Trench commemorates the approximately 4,000 Indigenous soldiers who served in the First World War. This art performance by Adrian Stimson (b.1964) took place on land near the artist’s family home in the Siksika (Blackfoot) Nation, an hour’s drive east of Calgary. Working from dawn to dusk over five days (May 23–27), Stimson dug a six-foot-deep trench. Guided by First World War manuals, he dug his trench in the U-shape pattern, which is also the Niitsitapi (Blackfoot) symbol of war, and shored it up with two hundred and fifty sandbags. The U-shape appears on the War Exploit Robe, n.d., of First World War Kainai (Blood) soldier Miistatosomitai (Michael Mountain Horse). The robe was designed by Eskimarwotome (Ambrose Two Chiefs) (c.1891–1968), and it documents Miistatosomitai’s significant First World War experiences, including many deadly encounters with opposing forces, in a black pictograph narrative on cowhide.
Stimson’s performance references Niitsitapi cultural practices that put the body under duress to enable healing. He hoped his toil would draw attention to the incompleteness of Indigenous First World War history and make it whole and worthy of honour.
Stimson participated in the Canadian Forces Artists Program and was stationed at Forward Operating Base Ma`sum Ghar and in Kandahar in Afghanistan in 2010. His performance art looks at identity construction, specifically the hybridization of the Indian, the cowboy, the shaman, and his Two Spirit (third gender) being, Buffalo Boy.

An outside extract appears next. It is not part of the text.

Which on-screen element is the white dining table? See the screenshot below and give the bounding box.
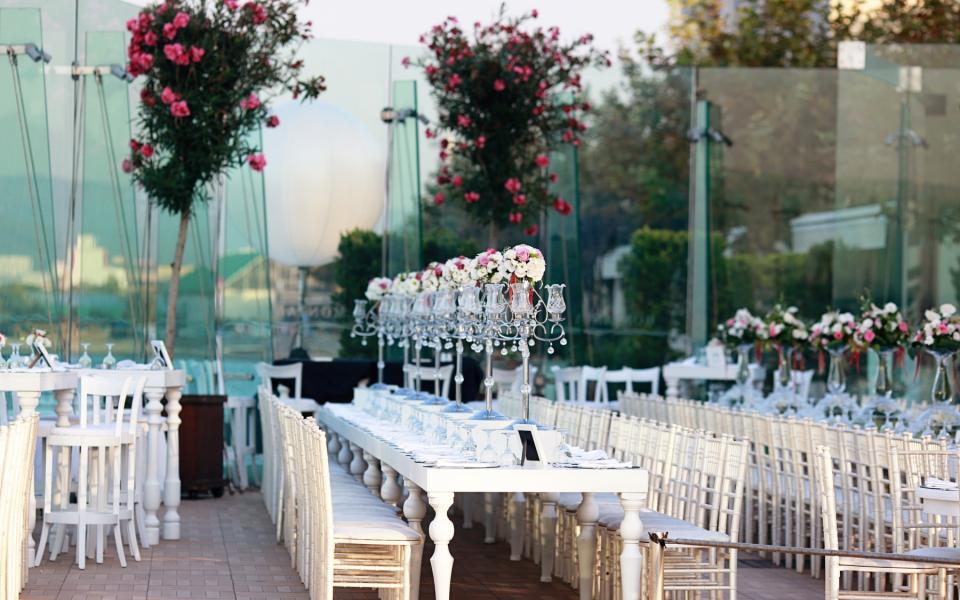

Performance art is rare in Canadian war art, and Stimson’s Trench is unique. It shares similar goals to those that motivated U.K. artist Jeremy Deller (b.1966) to break down barriers between past and present. Deller memorably commemorated the opening day of the 1916 Battle of the Somme with a performance piece entitled we’re here because we’re here—the words of a First World War soldier song. On July 1, 2016, Deller organized some 1,600 volunteers, all men, to dress in replica First World War British Army uniforms and appear in groups at railway stations, shopping centres, and other places to represent an individual soldier who died on the first day of the battle. When approached by members of the public, they did not speak but instead handed out cards bearing the name, age, and regiment of the person they represented.